Rabu, 15 Juli 2015

Motret Tahun Pertama



Masih terus mas, desa paling ujung--- kata bapak2 yg kutanya di tengah hutan pinus. Dia satu satunya orang yg kutemui setelah memacu motor vega ku cukup lama, sendirian di area hutan pinus membawa celurit dan seikat besar rumput.  Aku  sudah melalui beberapa desa. Naik turun diperbukitan dan jalan aspal yg sempit. Kadang aku berhenti sejenak menikmati pemandangan yg tidak setiap hari kutemui.

Setiap kali orang ku tanya selalu bilang kalau lokasinya masih jauh. Dan kali ini aku agak khawatir karena tidak ada lagi orang yg kutemui, sampai aku melihat bapak itu. sendirian berjalan di hutan memikul seikat besar rumput untuk ternaknya.

Lokasi pengantin kali ini cukup jauh. Aku sempat berfikir suatu saat aku akan backpaking ke tempat seperti ini. Tapi segera kutepis pikiran itu. ini adalah tahun pertamaku memotret pengantin. Jalanku masih panjang untuk bisa melakukan segala hal yg kuinginkan. Aku bahkan belum menyelesaikan separuh dari tanggung jawabku.

Tahun pertama selalu menjadi yg tersulit untuk segala hal. Meski aku mulai menemukan bahwa memotret adalah bakat lahir ku. Namun tawaran yg datang selalu membuatku harus bekerja jauh lebih keras. Lokasi yg jauh dan terpencil. Harga yg murah. Dan apresiasi yg sangat kurang  akhirnya membuatku belajar bahwa untuk menjadi sukses, bakat saja tidak cukup.
Hal pertama yg harus dimiliki adalah  sikap.

Bagaimana bersikap. Bereaksi ketika ada kesempatan yg datang. Cara menjawab pertanyaan. Sikap tubuh. Nada bicara. Dan bagaimana selalu bertahan pada sikap yg positif walau suasana sedang tidak menguntungkan, itulah yg menentukan keberhasilan.
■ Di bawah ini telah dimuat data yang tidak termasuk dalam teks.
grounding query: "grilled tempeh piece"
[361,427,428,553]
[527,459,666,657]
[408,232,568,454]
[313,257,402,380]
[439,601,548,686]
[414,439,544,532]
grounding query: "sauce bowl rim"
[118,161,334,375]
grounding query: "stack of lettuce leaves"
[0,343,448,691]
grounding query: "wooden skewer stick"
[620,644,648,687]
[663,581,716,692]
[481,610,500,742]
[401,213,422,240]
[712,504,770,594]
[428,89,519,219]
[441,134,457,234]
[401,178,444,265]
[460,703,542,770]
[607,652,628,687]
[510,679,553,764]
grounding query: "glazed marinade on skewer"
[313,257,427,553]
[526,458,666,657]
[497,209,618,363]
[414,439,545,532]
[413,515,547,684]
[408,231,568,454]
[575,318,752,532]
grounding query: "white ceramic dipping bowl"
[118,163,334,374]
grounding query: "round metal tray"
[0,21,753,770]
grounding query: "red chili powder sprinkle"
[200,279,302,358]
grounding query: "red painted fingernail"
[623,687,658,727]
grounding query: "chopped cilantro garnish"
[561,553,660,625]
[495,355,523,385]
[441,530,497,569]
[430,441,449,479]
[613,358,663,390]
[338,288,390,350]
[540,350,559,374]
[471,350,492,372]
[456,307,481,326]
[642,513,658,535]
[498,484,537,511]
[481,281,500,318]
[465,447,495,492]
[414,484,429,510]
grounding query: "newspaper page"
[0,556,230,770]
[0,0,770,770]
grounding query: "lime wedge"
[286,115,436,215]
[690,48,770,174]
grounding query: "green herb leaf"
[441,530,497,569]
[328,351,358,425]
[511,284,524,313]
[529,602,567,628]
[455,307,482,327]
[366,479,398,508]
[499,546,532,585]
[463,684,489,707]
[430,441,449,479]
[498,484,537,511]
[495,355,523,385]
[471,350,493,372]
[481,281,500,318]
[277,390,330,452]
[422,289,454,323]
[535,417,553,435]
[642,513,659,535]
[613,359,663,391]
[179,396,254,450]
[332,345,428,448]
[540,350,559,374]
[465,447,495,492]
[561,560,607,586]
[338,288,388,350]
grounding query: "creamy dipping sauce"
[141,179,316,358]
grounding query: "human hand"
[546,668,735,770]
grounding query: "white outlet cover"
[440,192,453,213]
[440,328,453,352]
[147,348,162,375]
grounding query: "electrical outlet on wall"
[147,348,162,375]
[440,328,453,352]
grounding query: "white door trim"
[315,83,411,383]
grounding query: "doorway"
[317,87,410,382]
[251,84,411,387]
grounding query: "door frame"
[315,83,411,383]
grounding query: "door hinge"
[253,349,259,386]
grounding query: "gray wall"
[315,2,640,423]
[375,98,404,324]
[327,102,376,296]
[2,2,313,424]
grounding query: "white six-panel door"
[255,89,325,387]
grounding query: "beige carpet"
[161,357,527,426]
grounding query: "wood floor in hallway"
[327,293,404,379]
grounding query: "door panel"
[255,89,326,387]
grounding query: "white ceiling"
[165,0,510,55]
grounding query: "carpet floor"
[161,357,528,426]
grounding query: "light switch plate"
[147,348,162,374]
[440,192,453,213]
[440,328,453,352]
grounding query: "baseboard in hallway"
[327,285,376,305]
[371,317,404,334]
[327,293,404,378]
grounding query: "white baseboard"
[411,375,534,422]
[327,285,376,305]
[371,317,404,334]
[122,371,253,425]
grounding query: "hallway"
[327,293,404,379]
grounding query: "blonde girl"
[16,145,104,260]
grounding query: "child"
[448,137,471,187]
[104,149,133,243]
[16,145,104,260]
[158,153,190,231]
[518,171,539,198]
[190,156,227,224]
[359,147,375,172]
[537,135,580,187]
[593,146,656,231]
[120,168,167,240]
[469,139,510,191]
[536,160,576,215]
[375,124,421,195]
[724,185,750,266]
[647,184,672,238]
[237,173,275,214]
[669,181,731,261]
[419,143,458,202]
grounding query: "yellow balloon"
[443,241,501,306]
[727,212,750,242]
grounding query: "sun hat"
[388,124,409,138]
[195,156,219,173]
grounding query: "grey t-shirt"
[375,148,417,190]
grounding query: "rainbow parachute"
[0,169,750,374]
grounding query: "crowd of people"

Dan mempertahankan sikap yg baik ini sangat sangat sangat sangat sulit. Memiliki sikap yg baik, sikap yg positif, mungkin bisa dilakukan siapapun dan ini cukup mudah. Tapi mempertahankannya adalah urusan lain. Karena itu, aku akhirnya menyimpulkan bahwa sukses adalah kumpulan dari banyak sekali  waktu yg dihabiskan untuk mempertahankan sikap positif.